The origin of this story has to do with the discovery in Mexico of a suitcase full of rolls and rolls of negatives and photos of the Spanish civil war, belonging to Robert Capa, Gerda Taro and David Saymour (Chim). Waiting for Robert Capa starts off in one of those photographs. I’m referring to a picture of a very young Gerda Taro, who is asleep in a narrow bed and wearing Capa’s pajamas. Behind all my novels there is always an image that haunts me. That is how I work; that is my “Mark of Zorro”.
Capa’s real name was André Friedman. At the age of 17, while still a high-school student, he was arrested in Budapest during a student march against the dictatorship of Admiral Horthy and had to flee the country. His mother bought him a couple of shirts, some baggy trousers and a pair of boots with double soles and put him on a train. From then on, he wandered from hotel to hotel, from country to country and from war to war… He was a survivor. As his friend Cartier-Bresson said, “Capa was not a theoretical thinker or an intellectual, but an incredibly intuitive photographer who saw things before they happened; a born player.” He himself explained this during his participation in the Allied landing on the beaches of Normandy with the E Company of the 116th Regiment, “A war correspondent has the ultimate wager in his hands; his own life, and he will gamble on one horse or another, or put it back in his pocket at the last moment.
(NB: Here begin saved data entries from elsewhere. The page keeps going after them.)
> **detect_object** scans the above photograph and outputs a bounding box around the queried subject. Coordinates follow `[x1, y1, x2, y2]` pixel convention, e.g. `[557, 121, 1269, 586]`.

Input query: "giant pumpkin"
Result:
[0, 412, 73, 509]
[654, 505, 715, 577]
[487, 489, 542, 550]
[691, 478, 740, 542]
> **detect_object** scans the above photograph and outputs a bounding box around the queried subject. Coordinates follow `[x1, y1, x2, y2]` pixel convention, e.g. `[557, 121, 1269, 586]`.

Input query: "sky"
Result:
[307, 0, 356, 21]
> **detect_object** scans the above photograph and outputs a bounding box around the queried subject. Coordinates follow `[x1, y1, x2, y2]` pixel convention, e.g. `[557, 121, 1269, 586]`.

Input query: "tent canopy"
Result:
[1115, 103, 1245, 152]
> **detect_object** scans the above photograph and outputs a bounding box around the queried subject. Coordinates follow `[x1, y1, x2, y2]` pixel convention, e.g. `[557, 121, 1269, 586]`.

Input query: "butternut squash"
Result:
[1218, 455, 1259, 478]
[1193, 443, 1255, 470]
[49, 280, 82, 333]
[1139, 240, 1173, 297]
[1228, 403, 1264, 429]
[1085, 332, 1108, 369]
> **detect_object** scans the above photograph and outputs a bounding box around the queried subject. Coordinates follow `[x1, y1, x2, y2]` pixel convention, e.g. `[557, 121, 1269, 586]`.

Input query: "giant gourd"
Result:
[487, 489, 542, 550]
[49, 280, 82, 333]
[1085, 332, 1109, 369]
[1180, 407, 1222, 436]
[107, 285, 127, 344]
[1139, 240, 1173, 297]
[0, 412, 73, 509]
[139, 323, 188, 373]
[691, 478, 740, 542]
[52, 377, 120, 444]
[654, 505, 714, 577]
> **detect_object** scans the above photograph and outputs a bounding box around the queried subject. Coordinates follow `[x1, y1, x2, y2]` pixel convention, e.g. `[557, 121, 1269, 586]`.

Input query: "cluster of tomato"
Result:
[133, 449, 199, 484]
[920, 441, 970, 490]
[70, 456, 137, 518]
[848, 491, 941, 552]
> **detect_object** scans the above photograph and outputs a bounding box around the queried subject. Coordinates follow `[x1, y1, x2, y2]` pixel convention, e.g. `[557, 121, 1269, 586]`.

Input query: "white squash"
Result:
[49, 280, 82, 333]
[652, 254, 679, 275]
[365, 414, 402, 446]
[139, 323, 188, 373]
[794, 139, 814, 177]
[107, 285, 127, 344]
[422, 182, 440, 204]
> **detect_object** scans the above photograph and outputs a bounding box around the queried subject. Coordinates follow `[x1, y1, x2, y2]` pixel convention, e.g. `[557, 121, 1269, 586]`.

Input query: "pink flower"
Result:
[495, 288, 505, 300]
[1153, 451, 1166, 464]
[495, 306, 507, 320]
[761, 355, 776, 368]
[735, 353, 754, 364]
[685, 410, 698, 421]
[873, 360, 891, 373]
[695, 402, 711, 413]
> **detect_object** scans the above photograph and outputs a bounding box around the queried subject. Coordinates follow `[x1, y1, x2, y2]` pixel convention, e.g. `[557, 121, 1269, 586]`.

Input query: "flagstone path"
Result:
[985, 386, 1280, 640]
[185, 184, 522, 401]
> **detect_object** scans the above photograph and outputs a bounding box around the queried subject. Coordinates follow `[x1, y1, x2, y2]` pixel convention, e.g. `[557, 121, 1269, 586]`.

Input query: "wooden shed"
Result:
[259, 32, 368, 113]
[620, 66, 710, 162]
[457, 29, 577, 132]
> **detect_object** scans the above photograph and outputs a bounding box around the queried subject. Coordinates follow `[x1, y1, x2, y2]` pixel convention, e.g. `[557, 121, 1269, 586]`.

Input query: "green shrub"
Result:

I’m a player. I decided to come with the first wave.”
He was courageous, of that there is no doubt, rather cocky, ambitious, seductive and of course, quite vain, wild and with an inborn ability to always land on his feet. Or almost always. His soul was broken by the Spanish civil war and the death of Gerda Taro, the love of his life. He was never the same afterwards and became more nihilistic, more desperate and more lonesome. He swore to himself that he would never fall in love like that again. And he kept his promise. There were other women, of course, some of them truly beautiful, such as Ingrid Bergman. He was gallant to all of them and lived up to his reputation as a seducer, whilst at the same time avoiding any form of tie or commitment. Flirting was his way of staying alive, treating life as a joke when nothing was of consequence to him. However, he never loved anyone the same way he loved the Jew, whose mocking smile could not be erased, not even by a battery of double whiskies.
Gerda Taro was run down by a tank in the summer of 1937, after surviving the worst battle in the war. Capa was never the same after her death and never forgave himself for not being at her side at the end. In his book Death in the Making, he wrote the following dedication: “For Gerda Taro, who spent one year at the Spanish front and who stayed on.” Robert Capa lived long enough to photograph many more wars, including the Second World War and the horror of the postcolonial conflicts. He died in May 1954 after treading on a landmine during the Indochina war. Before the ground exploded beneath his feet on the Tai-Binh road, he might have had time to turn his gaze back to Spain for a split second, to that part of his memory in which he and Gerda, both very young, were returning together from the front along a dirt track, their cameras at their sides and a tripod slung from his shoulder. Smiling.